Member of the Gauteng Executive Council for Transport and Logistics
- In office 7 October 2022 – 14 June 2024
- Premier: Panyaza Lesufi
- Preceded by: Office established (Jacob Mamabolo as MEC for Transport)
- Succeeded by: Herself

Member of the Gauteng Provincial Legislature
- Incumbent
- Assumed office 22 May 2019

Personal details
- Born: 14 November 1979 (age 46)
- Party: African National Congress
- Profession: Politician

= Kedibone Diale-Tlabela =

South African politician (1979)

Kedibone Pauline Diale-Tlabela (born 14 November 1979) is a South African politician. She was elected to the Gauteng Provincial Legislature in 2019 as a member of the African National Congress. In October 2022, she was appointed the Member of the Executive Council (MEC) responsible for Transport and Logistics before becoming the MEC for Roads and Transport in July 2024.

==Life and career==
Diale-Tlabela was born in 1979. In her youth she was a member of the South African Students Congress and Evangelical Lutheran Church in Southern Africa.
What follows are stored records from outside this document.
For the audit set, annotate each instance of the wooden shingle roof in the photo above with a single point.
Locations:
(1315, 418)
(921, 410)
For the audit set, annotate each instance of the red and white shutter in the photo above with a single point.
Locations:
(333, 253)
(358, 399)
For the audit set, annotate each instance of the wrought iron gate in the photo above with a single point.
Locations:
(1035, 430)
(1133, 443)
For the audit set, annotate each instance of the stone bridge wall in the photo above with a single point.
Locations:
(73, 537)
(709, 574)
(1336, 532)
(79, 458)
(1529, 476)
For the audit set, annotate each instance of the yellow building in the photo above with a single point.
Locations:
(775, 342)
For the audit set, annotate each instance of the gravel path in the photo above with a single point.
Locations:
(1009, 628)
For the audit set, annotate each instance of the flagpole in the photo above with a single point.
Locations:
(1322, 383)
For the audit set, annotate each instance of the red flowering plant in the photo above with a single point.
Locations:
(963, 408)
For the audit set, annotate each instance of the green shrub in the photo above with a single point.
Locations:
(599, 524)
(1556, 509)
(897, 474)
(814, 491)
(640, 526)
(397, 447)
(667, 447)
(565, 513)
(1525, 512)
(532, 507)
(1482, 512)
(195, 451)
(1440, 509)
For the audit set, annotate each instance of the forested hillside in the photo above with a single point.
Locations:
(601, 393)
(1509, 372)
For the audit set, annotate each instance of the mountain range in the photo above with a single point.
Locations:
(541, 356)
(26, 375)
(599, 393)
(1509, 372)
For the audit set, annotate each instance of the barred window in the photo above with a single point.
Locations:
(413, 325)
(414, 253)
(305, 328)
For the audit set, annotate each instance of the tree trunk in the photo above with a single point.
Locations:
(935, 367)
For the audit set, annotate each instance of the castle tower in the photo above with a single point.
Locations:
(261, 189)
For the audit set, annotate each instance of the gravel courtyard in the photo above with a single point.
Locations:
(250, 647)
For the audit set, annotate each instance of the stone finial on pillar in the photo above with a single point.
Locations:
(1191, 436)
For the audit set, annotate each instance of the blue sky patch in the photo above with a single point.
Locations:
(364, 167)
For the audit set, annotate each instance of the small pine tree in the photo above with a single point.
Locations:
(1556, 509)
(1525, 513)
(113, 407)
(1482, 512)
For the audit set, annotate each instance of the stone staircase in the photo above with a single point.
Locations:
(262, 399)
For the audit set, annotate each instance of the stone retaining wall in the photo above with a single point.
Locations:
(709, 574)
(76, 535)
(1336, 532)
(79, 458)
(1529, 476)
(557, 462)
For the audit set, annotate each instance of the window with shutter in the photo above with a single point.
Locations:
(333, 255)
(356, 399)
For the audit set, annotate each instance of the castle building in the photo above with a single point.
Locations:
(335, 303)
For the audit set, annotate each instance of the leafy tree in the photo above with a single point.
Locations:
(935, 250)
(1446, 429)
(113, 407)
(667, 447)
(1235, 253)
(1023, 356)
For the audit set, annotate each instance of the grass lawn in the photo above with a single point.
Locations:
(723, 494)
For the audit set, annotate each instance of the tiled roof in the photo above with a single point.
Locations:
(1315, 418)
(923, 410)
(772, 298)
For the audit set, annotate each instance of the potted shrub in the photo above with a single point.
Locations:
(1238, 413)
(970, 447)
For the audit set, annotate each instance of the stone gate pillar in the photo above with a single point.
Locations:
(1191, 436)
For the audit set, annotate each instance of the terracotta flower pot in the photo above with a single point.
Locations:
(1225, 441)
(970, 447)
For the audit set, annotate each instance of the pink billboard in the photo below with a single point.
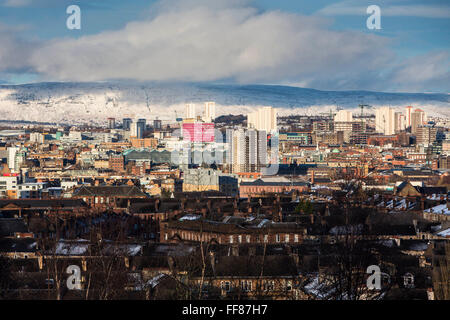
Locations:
(198, 132)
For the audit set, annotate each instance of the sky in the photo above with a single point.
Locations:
(317, 44)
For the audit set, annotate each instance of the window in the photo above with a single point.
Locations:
(246, 285)
(226, 286)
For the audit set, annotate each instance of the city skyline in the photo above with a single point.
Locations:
(409, 53)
Before she joined frontline politics, she worked for thirteen years in various capacities at the City of Tshwane, including as the mayoral advisor on youth development.

At the ANC's provincial elective conference in June 2018, Diale-Tlabela was elected to the Provincial Executive Committee of the party's Gauteng branch. In the general election the following year, she was elected to the Gauteng Provincial Legislature, having been ranked 19th on the ANC's list. She was appointed chair of the Co-operative Governance & Traditional Affairs & Human Settlement Portfolio Committee upon her swearing in.

In June 2022, Diale-Tlabela was re-elected to the ANC Provincial Executive Committee as deputy provincial chairman Panyaza Lesufi was elected the party's provincial chairman. She also serves as a member of the party's Provincial Working Committee (PWC). After incumbent Gauteng premier David Makhura was recalled by the ANC, Diale was one of three names the Provincial Executive Committee recommended to the national ANC structure to succeed Makhura. Lesufi was ultimately selected to replace Makhura in October 2022. Following his election as premier, Lesufi announced his executive council which saw Diale-Tlabela appointed Member of the Executive Council (MEC) for Transport and Logistics. She was appointed MEC for Roads and Transport in July 2024.